First up is Vinyl: The Sound and Culture of Records. The exhibition felt like a “free-for-all”, where visitors can come and sample a range of vinyl records, with genres spanning to punk to soul, hip-hop to experimental. The crates of albums, the turntables, and the big pillows across the floor, gives this exhibition both a chilled atmosphere, as well as a trip back in time, where vinyl was one of the modern ways to hear music, before CDs or even MP3s. Also included were photos of record enthusiasts and their collectors, as well as a big chalkboard to write a little message or two. This is definitely an exhibition to play catch up on a cultural phenomenon, reminds us why stores like Rasputin is so important.

Next is SuperAwesome: Art and Giant Robot, which commemorates the 20th anniversary of the alternative magazine. Going into the exhibition, one would see the collection of colorful robots, as advertised on OMCA’s website, and of course highlights of the magazine, such as notable covers and issues. There were also works from contemporary artists. One of the best ones was James Jean, and his red, abstracted drawing of a hand, bowel and foot. But perhaps the biggest feature of this exhibition, was the custom designed Scion XB, which surprisingly (if this would be the first time seeing it) had a slot where a game cartridge would go.

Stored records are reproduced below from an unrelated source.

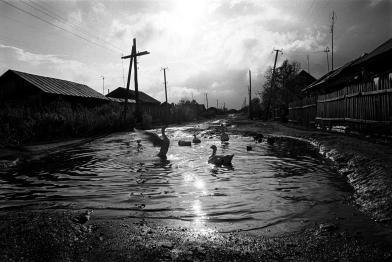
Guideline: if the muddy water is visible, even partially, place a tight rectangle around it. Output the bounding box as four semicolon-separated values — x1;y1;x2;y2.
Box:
0;122;373;234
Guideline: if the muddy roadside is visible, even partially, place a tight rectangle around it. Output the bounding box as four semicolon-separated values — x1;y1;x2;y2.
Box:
224;117;392;224
1;117;392;261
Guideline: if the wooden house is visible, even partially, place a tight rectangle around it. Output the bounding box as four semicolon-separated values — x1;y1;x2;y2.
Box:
289;37;392;134
106;87;162;120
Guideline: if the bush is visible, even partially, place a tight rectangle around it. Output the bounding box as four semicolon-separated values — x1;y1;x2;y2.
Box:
0;98;134;146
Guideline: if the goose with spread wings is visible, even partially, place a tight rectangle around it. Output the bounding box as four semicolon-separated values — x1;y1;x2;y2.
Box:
137;127;169;159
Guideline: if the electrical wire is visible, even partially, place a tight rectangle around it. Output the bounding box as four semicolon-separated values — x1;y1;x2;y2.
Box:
22;0;125;53
0;0;124;54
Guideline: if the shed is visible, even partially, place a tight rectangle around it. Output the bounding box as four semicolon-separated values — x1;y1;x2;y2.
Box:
0;69;108;105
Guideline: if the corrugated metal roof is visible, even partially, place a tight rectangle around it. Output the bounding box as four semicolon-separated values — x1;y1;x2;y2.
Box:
9;70;108;100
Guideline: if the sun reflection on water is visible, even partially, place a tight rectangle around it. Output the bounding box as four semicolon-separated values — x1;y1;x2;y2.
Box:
182;171;216;235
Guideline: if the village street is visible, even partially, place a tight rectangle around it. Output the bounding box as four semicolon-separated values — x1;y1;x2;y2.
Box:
1;116;392;261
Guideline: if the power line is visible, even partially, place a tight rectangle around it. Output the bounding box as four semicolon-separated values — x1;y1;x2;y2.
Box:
22;0;124;53
0;0;123;54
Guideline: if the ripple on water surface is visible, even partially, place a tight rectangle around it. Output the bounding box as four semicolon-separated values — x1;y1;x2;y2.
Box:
0;125;352;233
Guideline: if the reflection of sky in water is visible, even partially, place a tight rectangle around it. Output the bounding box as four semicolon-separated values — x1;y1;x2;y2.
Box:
0;123;352;234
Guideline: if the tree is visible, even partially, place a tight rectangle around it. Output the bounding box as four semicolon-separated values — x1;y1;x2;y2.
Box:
259;59;301;120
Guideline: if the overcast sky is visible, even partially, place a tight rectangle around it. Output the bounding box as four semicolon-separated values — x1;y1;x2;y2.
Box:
0;0;391;109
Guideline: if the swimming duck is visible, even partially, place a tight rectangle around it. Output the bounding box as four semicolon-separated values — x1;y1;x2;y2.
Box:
208;145;234;166
220;131;229;142
178;140;192;146
138;126;170;159
192;134;201;144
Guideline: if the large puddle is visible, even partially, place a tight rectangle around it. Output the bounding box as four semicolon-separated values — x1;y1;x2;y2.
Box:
0;121;363;234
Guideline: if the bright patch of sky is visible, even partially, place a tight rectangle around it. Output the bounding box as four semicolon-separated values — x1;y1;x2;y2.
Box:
0;0;390;109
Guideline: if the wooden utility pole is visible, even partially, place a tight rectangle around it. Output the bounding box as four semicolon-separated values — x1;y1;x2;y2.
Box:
122;44;134;120
161;67;169;121
161;67;168;104
267;49;282;119
271;49;282;88
101;76;105;95
330;11;335;71
121;38;149;122
307;55;310;74
205;93;208;109
248;69;252;119
324;47;330;72
216;99;218;109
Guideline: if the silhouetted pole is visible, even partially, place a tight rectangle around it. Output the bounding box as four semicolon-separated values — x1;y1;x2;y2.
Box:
122;43;134;120
121;38;149;123
330;11;335;71
205;93;208;109
161;67;168;121
101;76;105;95
161;67;168;103
216;99;218;108
267;49;282;119
248;69;252;119
324;47;330;72
133;38;141;122
307;55;310;74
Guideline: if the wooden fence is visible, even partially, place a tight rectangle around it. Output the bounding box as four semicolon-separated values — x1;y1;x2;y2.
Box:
289;71;392;134
288;96;317;126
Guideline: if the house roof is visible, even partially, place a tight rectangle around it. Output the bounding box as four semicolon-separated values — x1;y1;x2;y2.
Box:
352;38;392;66
1;70;108;100
293;70;316;87
106;87;160;104
302;37;392;93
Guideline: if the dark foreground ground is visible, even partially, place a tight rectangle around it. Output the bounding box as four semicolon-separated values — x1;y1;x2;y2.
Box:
1;210;391;262
1;116;392;261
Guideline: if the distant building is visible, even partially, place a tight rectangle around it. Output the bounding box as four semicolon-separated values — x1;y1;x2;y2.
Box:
291;70;317;98
106;87;162;120
106;87;160;104
0;69;108;106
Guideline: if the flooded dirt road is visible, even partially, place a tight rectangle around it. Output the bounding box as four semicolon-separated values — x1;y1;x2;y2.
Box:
1;118;392;261
0;120;376;236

Finally there was Judy Chicago’s A Butterfly in Oakland. This took place at OMCA’s California Gallery, on a slideshow. Of course, this was the presentation of the artist’s 1974 installation of a butterfly near Oakland’s Lake Merritt. It showed everything from the installation to its lighting, and just seeing the photos was awe-inspiring. The fireworks going off turn the scenery of Lake Merritt fiery, smoky, and beautiful. And because the installation took place in 1974, there was also a lot of 1970s fashion, as well as insight of what Oakland looked like.

Giant Robot and Vinyl is on view until July 27th. The Judy Chicago exhibition is up until November 30th.